Luncheon in Provençe at Blackberry Cottage
We said farewell to friends with a picnic at Blackberry Cottage on Sunday afternoon. We’ll miss these dear people during our five-month stay in Seattle. Since we had been extremely busy preparing for the trip, we knew our menu for the picnic would have to be simple. Mike thought a French country theme might suit a menu of tomato soup, bread, cheese, and fruit.
Since last year’s changes at the cottage, I have no idea where the picnic supplies, such as table cloths, have been stored, and there is little temptation to search for them in the over-stuffed garage. At home, though, I found a striped blue and white sheet and laundered it to make a cover for the venerable picnic table. Over that I placed blue-and-white tea towels as “place mats.” The picnic china was culled from the cupboards at Bullion Street: light blue Italian soup bowls with a sort of peasant look to them, and some substantial old plates acquired in thrift shops. Grape leaves from the trellis and plates of fruit were the table decorations.

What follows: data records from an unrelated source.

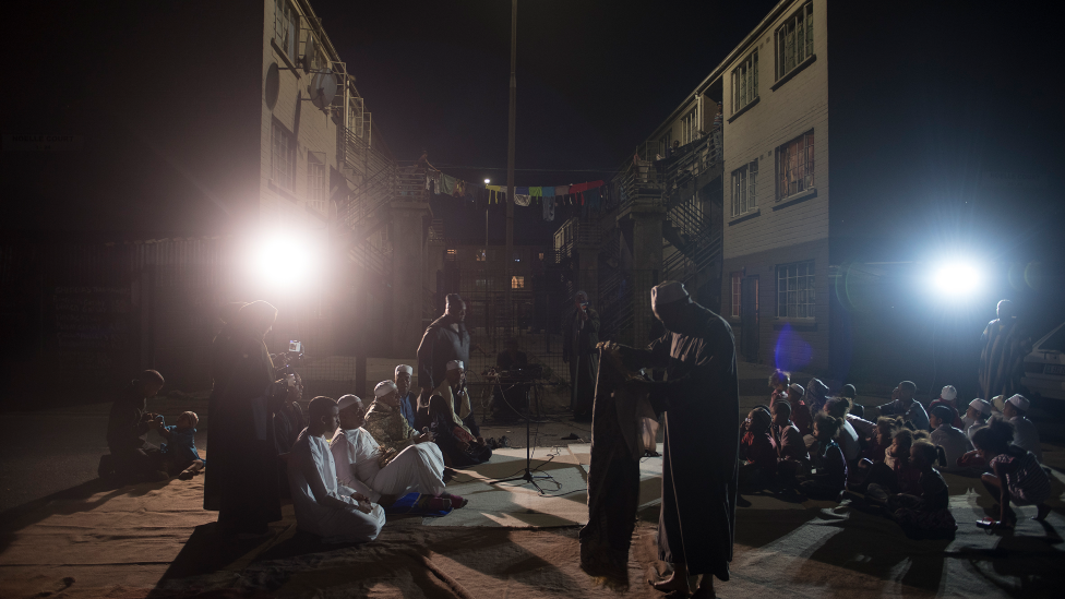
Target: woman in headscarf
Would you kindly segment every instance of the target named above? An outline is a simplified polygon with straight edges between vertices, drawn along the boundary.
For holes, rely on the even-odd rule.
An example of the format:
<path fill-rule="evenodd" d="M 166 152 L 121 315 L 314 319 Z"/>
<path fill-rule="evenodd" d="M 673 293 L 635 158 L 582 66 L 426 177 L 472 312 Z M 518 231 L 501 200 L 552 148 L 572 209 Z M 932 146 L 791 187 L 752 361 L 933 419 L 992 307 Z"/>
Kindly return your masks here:
<path fill-rule="evenodd" d="M 264 338 L 277 309 L 254 301 L 239 309 L 215 338 L 203 506 L 229 531 L 263 535 L 282 517 L 277 455 L 267 399 L 274 366 Z"/>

If you squinted as you looked at the table, you might see a French Impressionist still life there.
While I set the table Mike was at Bullion Street warming up the soup (see “Recipes” category). He carried it over in a “straw box,” actually a wicker basket insulated with an old blanket. The swaddled soup stayed nicely warm. One of our friends surprised us with a fantastic coconut dessert, an ice “cream” made of coconut milk, an ambrosia of purest essence of coconut.
We stayed at table for more than two hours. Our friends enjoyed the soup and we raved over the coconut dessert. I don’t know if anybody saw Paul Cezanne in the table decorations, but I know that Mike and I savored this get-together with dear friends in “Provençe.”